What this little report illustrates is why “soccer” has done so well. It’s simple. You just need a ball and a willingness to have fun kicking it this way and that. This is not a capital intensive game. You can practice it anywhere, and wear just about anything while you’re doing it. Hence the legendary successes that can be achieved by countries who are failing at virtually everything else. Argentina’s economy is a global embarrassment just now, yet they are among the favourites to win the World Cup. And hence football’s capacity to spread. “Soccer” is catching on in the USA, even as the more unwieldy and expensive “American” version of football (which is more like our rugby) fails to ignite over here or in mainland Europe, except as a way to entertain US expats.

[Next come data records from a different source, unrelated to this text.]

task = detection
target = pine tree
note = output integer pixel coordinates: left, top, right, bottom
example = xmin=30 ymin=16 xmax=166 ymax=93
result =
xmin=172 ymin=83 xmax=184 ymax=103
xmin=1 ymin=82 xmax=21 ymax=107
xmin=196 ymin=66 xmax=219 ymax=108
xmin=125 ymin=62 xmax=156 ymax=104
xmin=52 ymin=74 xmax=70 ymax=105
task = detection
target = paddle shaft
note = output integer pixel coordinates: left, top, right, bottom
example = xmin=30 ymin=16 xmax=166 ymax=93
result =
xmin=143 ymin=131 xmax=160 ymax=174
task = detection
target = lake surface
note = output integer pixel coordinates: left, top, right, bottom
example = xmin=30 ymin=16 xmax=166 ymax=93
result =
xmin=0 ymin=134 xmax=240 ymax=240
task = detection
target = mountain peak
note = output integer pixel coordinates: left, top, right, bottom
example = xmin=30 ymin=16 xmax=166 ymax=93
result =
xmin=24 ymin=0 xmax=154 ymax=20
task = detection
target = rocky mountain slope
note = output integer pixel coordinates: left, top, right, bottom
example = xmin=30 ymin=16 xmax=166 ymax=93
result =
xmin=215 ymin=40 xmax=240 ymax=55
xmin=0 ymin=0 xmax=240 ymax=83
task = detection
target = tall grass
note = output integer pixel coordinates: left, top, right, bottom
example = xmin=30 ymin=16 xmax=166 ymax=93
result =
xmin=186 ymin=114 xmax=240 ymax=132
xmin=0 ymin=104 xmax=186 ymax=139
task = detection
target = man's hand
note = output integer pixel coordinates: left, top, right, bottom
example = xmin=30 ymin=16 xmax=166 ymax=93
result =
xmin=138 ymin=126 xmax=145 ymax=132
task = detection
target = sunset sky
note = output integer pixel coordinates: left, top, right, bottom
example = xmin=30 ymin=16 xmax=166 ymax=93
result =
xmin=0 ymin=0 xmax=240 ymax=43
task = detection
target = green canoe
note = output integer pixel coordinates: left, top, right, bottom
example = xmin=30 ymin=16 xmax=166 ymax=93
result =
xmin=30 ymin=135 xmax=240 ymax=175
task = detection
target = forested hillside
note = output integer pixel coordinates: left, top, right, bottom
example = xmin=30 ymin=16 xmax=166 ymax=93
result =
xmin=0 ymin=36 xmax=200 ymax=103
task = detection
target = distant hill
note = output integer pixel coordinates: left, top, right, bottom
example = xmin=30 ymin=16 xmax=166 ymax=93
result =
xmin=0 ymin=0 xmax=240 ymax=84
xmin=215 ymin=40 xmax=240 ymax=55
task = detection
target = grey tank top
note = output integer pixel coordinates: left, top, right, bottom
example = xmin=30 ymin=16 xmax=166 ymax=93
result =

By the way, the USA ladies team are the world champions, no less. (I heard a Channel Five commentator on US baseball mention this last night.) And in general, it seems that, like Russ’s daughter, most of the Americans who get interested in soccer get interested in playing soccer. Over here “football fever” has tended to mean millions of couch potatoes or travelling fans who merely watch soccer, a numerical fact reflected in the TV adverts which have in recent years become sodden with a truly depressing worship of football fandom. Hurrah, say these adverts, for the “real” fans, who waste their entire lives getting worked up about the results of games in which they do not play, and who might on the basis of this mania be persuaded to buy this or that beer or snackfood and thus sink even further into bloated immobility. Now I like to watch football myself, but please don’t tell me that this is the most profound thing I do. Happily it seems that my sense of being insulted and patronised rather than befriended by these adverts may be quite widely shared, and that this era of British football watching emotional excess may be fading. Most of the adverts in this genre that I most hate were actually on TV a few years ago rather than right now, and meanwhile “ITV Digital” has discovered that there are limits after all to the televised football appetites of Britain. But how much more pleasing it would be if “football fever” meant Britain’s football clubs each having a dozen amateur and youth teams playing every weekend.
What’s the betting that some time during the next two decades the USA wins the World Cup? And what’s the betting that when they do, most of the USA hardly notices?